Das Objekt ist einzigartig in seiner skulpturalen Form, aber es steht architekturhistorisch natürlich in einem Gesamtkontext. Besonders war daran, dass es der erste eigene Hotel-Neubau der Vereinigung Interhotel war. In diesen Hotels sollte anspruchsvollen Gästen aus dem Ausland ein entsprechendes Angebot gemacht werden. Der Bau wurde von einem Kollektiv aus Jugoslawien geplant, ein Land, das damals zur Avantgarde europäischer Erholungsarchitektur gehörte. Das Hotel ist ein zeittypischer Beitrag zur Bildzeichenarchitektur – ein internationaler Trend der 1960er/70er Jahre, der auch in der DDR verfolgt wurde, allen voran von Henselmann. Die Bettenhäuser des „Panorama“ sind zwei gegeneinander laufende Dreiecksformen, die gleichermaßen als Bergspitzenmotiv wie auch als Sprungschanzen interpretiert werden. Das Bergspitzen-/Sprungschanzenmotiv war beiderseits des Eisernen Vorhangs zu dieser Zeit eine populäre Gestaltungsform für Berghotels. Für die DDR war das „Panorama“ gewissermaßen ein Trendsetter: Es gibt noch einige weitere Beispiele, etwa im nahegelegenen Frauenwald sowie im Erzgebirge, aber etwas später und meist weniger kühn, da sie mit dem beschränkten Repertoire des Großtafelbaus realisiert wurden. 

Wie geht Oberhof heute mit seinem städtebaulichen Erbe aus der DDR-Zeit um?
Als Außenstehende ist es schwierig zu beantworten, wie die Menschen in Oberhof dazu denken. Man kann aber darüber sprechen, wie der Ort sich präsentiert. Schaut man auf die baulichen Hinterlassenschaften der DDR, ist zunächst festzuhalten, dass Oberhof nach 1990 viele Abrisse erlebt hat: Der Tourismus war extrem eingebrochen; hinzu kam der Bevölkerungsschwund, viele der großen Einrichtungen wurden nicht mehr gebraucht. Das Hotel „Panorama“ wurde sehr früh unter Denkmalschutz gestellt, nämlich 1992; viele andere Gebäude wurden abgerissen – auch das ebenfalls unter Schutz gestellte markante Rennsteig-Hotel. Dadurch entstand eine städtebauliche Brache, die auch der Wintersport nicht füllen konnte. Es ist immer schwierig für solche kleineren Bergorte, wenn sie monothematisch unterlegt sind.
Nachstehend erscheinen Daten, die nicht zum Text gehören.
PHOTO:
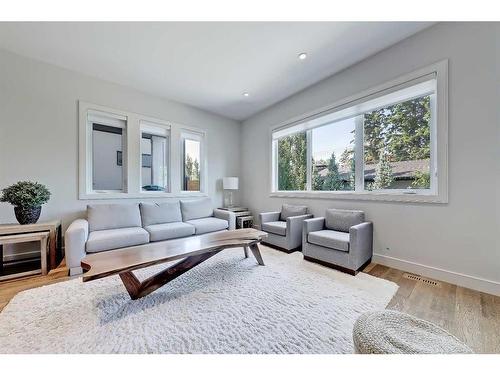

Es stellt sich die Frage: Wie geht man mit dem noch vorhandenen baulichen Erbe der DDR um und wie kann eine städtebauliche Planung für die Zukunft aussehen? Damit setzt sich die Tagung ja unter anderem auch auseinander.

Haben Sie vielen Dank für die Einschätzungen, Frau Professor Spiegel.


Die Fragen stellte Frank Kaltofen (Redaktion Mitteldeutsches Magazin).